Tag: ft

  • EU Hits Back as Trump Tariffs Land—UK Shuns Retaliation

    EU Hits Back as Trump Tariffs Land—UK Shuns Retaliation

    EU Fires Back at Trump’s Steel and Aluminum Tariffs – Trade War Goes Full Frenzy

    Yesterday’s night‑time showdown saw the EU unleash a refocusing plan that puts up to €26 billion of U.S. goods on the chopping block. It mirrors the American heaviness on European imports but kicks in a month later, giving Washington a little breathing room.

    Ursula von der Leyen’s Take‑Hit Commentary

    “Tariffs are bad for business and even worse for consumers. They’re smacking supply chains, stoking uncertainty, jeopardizing jobs, and inflating prices,” declared the EU’s chief. She warned that Europe’s economy could slide into stag‑flation – a “looming doom” for anyone watching the markets.

    EU Counter‑Measures in Action

    • April 1: €4.5 billion of U.S. goods – think bourbon, jeans, Harley‑Dads – hit the 50% ceiling.
    • April 13: an additional €18 billion of American goods (cosmetics, clothes, soybeans, chickens, beef) joins the levy list. There’s also a potential €3.5 billion of extra items, pending member‑state approval.
    • South‑American soybeans are on the menu because they’re grown in the home state of U.S. House Speaker Mike Johnson, a quirky footnote at the trade table.

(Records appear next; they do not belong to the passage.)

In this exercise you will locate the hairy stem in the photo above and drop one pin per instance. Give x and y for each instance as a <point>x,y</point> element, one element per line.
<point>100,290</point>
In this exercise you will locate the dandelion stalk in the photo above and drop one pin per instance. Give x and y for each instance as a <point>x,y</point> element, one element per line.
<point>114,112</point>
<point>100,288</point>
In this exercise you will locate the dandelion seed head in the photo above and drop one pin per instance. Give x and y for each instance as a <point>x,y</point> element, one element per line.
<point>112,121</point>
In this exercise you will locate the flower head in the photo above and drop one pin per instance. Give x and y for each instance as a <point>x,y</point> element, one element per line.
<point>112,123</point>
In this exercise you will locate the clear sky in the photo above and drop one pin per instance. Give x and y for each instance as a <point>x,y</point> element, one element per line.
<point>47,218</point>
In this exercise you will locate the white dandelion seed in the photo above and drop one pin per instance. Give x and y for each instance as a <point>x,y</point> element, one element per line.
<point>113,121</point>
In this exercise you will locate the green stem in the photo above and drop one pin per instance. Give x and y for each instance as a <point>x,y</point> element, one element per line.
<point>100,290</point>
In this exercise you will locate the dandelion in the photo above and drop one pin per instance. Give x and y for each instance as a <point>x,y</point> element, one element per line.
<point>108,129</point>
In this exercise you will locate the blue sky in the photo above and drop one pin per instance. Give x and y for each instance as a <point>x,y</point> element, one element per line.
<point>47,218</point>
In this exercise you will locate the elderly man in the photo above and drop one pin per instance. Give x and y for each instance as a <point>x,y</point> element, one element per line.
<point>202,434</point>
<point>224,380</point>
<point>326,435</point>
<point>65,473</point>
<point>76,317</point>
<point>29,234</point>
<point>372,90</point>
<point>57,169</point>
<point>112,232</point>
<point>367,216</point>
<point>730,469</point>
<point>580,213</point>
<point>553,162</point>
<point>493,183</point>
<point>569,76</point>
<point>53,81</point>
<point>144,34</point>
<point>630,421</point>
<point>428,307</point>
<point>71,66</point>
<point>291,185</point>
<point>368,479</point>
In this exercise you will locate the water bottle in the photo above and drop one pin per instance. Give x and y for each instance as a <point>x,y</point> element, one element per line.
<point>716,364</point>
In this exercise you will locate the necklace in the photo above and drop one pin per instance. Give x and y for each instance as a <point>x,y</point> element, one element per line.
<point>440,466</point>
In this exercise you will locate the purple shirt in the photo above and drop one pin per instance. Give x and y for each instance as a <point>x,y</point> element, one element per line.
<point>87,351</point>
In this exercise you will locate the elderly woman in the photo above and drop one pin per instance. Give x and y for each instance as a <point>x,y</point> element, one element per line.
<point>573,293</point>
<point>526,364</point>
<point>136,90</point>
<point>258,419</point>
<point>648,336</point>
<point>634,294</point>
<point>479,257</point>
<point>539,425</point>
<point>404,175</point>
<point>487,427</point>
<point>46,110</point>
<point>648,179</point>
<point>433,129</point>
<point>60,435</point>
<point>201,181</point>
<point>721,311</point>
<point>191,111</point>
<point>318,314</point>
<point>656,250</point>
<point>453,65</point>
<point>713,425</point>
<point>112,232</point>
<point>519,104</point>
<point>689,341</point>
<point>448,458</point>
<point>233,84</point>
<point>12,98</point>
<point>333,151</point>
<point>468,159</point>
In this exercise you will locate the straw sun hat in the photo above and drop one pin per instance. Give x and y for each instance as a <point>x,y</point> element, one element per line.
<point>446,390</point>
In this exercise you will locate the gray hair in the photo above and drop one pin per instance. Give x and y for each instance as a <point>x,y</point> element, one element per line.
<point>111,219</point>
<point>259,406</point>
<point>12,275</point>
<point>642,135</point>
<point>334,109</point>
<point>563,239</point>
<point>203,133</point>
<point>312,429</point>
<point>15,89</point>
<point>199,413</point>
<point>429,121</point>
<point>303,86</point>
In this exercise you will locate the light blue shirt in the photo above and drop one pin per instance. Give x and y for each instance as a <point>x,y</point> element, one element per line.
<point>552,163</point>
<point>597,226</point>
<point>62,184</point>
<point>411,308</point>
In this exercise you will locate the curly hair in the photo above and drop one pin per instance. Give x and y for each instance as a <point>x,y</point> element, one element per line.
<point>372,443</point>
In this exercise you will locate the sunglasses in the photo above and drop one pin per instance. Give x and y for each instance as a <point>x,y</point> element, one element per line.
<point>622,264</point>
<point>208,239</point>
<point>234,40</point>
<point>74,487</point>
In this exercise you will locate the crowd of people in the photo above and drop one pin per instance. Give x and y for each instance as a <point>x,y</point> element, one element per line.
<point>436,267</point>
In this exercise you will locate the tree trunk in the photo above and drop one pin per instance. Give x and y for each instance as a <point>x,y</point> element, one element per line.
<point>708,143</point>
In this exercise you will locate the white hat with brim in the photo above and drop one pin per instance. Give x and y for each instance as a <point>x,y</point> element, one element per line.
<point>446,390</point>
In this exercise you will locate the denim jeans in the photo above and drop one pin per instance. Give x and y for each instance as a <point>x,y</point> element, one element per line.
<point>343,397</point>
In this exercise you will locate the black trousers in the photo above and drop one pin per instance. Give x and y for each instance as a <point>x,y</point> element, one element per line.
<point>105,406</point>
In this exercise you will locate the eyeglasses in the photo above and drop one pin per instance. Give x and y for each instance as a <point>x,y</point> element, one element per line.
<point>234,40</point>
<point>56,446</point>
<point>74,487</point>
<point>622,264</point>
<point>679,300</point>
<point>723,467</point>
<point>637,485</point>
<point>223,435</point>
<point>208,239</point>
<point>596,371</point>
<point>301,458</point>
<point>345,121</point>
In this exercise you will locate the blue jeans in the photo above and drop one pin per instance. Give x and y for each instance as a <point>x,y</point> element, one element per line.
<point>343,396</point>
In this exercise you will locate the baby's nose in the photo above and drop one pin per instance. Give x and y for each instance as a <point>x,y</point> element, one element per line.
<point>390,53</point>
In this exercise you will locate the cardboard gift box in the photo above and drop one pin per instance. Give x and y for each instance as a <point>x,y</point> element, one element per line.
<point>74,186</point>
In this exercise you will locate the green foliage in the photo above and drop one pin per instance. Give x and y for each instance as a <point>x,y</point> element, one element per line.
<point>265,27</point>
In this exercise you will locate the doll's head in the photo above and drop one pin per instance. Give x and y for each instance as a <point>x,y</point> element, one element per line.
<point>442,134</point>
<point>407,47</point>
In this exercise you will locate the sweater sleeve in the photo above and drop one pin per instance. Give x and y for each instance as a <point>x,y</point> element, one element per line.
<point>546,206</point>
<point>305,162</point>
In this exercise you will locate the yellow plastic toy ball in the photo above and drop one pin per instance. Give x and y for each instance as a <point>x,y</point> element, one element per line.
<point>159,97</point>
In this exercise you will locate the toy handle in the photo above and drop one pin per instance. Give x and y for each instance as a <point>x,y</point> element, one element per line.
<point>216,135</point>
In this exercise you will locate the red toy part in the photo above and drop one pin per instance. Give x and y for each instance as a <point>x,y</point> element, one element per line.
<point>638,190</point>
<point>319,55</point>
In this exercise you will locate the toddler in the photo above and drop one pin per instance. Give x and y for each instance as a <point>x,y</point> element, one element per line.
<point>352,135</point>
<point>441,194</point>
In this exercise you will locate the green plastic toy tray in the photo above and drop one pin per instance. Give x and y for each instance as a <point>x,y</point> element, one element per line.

    Some U.S. officials are fishing for a “dip” in the tariffs, hoping to reel in a quick bargain – “We want to ensure there’s pressure within the American system to lift their tariffs,” one said.

    UK’s One‑Side Stance

    Despite being Europe’s gravity, the UK decided to stay calm and not retaliate immediately. Prime Minister Keir Starmer said his government keeps “all options” open, but Treasury minister James Murray made it clear that ramen‑thin British steel exports will survive the heat for now. Even though the U.S. is a top market for British steel, London opts for diplomacy, hoping a new economic pact will rescue the domestic sector.

    What’s the Bottom Line for Global Trade?

    Trump’s move in July – adding tariffs to everything from tennis rackets to rugby gear – broke agreements that let some steel and aluminium trade slip in duty‑free. He claimed cheating villains were driving up metal imports. In reality, it’s spinning a restrictive web that may send prices soaring and business pipelines snarl.

    In the big picture, the beefy goodies – $151 billion worth of steel and aluminium goods – have now got a fresh squeeze.

    One Out, Two In? The “Brexit‑2” Hypothesis

    The UK’s independence gave it the upper hand, but London’s lack of a clear veto underlines the complications of Windfall deals with EU friends and the U.S. Meanwhile, the U.S. Federal team is chasing a ‘win‑win’ on its trade frontiers.

    Bottom line: this titular tug‑of‑war will keep both parties sweating for the next year, while the rest of the world watches to see who survives the inevitable boom‑or‑bust.

  • NVDA, AMD To Pay 15% Of China Chip Sales To US; Report

    NVDA, AMD To Pay 15% Of China Chip Sales To US; Report

    Just when you thought the tariff-tornado had passed close (but missed) the AI economy, President Trump squeezes just a little bit more…

    The Financial Times reported earlier this evening that Nvidia and Advanced Micro Devices have agreed to pay 15% of their revenues from chip sales to China to the US government as part of a deal with the Trump administration to secure export licenses

    According to people familiar with the situation, including a US official, Nvidia would share 15% of the revenue from sales of its H20 chip in China and AMD will deliver the same share from MI308 revenues.

    The FT further points out that the quid pro quo arrangement is unprecedented.

    According to export control experts, no US company has ever agreed to pay a portion of their revenues to obtain export licenses.

    But the deal fits a pattern in the Trump administration where the president urges companies to take measures, such as domestic investments, for example, to prevent the imposition of tariffs in an effort to bring in jobs and revenue to America.

    In April, the Trump administration said it would ban H20 exports to China.

    However, Trump reversed course in June after meeting Huang at the White House.

    Over the following weeks, Nvidia become concerned because the Bureau of Industry and Security [BIS], the arm of the commerce department that runs export controls, had not issued any licenses.

    Huang raised the issue with Trump on Wednesday, according to people familiar with the exchange, and BIS started issuing licenses on Friday.

    The H20 revenue deal comes as Nvidia and the Trump administration face criticism over the decision to sell the chip to China.

    US security experts say the H20 will help the Chinese military and undermine US strength in artificial intelligence.

    Some BIS officials have also expressed concern about the reversal, according to people familiar with the situation.

    Two people familiar with the arrangement said the Trump administration had not yet determined how to use the money.